Abstract

In recent years, the United States has seen a resurgence of debates over the propriety of various religious accommodations afforded religious individuals and institutions from otherwise valid laws. The crumbling consensus over religious accommodations appears largely due to growing skepticism over whether religious accommodations, once granted, can be limited to the “right” kind of cases without bleeding into the “wrong” kind of cases. Some courts and scholars have responded to these growing worries by proposing limits on the scope of legally recognized accommodationist claims; for example, some have argued that commercial entities should, per se, be denied claims for religious accommodation and others have argued that claims for accommodation should not be granted where the theological burden is deemed by a court to be de minimis or non-existent.

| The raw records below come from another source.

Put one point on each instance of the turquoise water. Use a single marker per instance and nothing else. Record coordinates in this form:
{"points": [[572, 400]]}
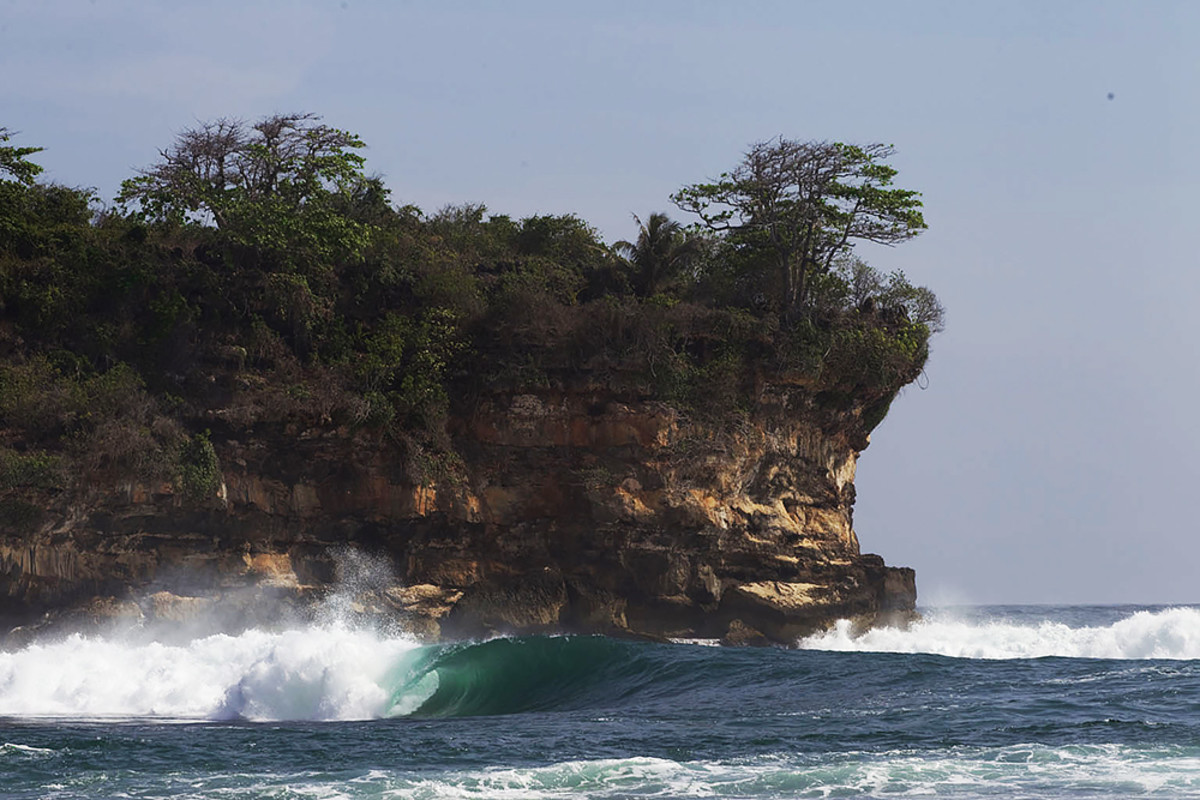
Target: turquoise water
{"points": [[1000, 702]]}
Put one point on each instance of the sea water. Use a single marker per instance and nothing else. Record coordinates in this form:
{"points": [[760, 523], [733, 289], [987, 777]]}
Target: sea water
{"points": [[987, 702]]}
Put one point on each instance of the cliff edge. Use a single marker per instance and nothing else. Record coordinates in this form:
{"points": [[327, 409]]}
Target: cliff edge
{"points": [[571, 511]]}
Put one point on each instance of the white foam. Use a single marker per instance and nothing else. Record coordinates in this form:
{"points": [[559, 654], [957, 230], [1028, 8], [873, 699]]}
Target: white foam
{"points": [[1019, 770], [1169, 633], [313, 673]]}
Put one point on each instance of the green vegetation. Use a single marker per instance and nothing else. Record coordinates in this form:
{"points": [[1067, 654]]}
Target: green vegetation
{"points": [[256, 277]]}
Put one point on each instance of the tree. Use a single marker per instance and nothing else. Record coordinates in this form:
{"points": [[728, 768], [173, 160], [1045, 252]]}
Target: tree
{"points": [[283, 185], [804, 203], [663, 250], [15, 161]]}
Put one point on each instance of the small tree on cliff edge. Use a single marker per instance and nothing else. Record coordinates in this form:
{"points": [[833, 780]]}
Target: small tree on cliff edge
{"points": [[804, 203], [281, 185], [13, 160]]}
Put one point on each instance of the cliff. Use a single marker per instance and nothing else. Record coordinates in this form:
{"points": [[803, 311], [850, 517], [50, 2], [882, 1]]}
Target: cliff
{"points": [[570, 510]]}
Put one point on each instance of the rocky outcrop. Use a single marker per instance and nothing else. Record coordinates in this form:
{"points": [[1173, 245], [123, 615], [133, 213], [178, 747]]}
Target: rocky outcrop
{"points": [[561, 511]]}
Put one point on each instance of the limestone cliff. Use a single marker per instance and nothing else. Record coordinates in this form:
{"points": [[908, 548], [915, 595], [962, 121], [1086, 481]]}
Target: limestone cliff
{"points": [[570, 511]]}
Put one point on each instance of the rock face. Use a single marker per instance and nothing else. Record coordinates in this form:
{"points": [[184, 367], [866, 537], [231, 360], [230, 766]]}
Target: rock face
{"points": [[569, 511]]}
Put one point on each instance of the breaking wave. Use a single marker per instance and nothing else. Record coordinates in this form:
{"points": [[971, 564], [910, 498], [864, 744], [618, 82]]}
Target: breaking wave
{"points": [[1165, 633]]}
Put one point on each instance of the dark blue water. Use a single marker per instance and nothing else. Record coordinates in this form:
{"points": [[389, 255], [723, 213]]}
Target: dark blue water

By limiting the types of recognized accommodationist claims, such arguments hope to prevent religious objections from trumping other important rights and values; if the claims never get off the ground, so the logic goes, there is no need to worry about their potential consequences. This tactic, however, stands on dangerous footing. At bottom, such arguments put government in the position of giving unequal weight and credence to claims for accommodation based upon religious and theological criteria, thereby creating inequalities among religious claims. As an alternative strategy, courts should avoid threshold doctrinal tests for accommodation claims; instead courts should explicitly balance religious claims against important government interests in order to determine whether or not to grant an accommodation. Such an alternative approach pulls courts out of the business of distinguishing between different types of religious claims, encouraging them instead to impose limits on religious accommodation by directly considering governmental interests, precisely the type of inquiry courts are well-equipped to address.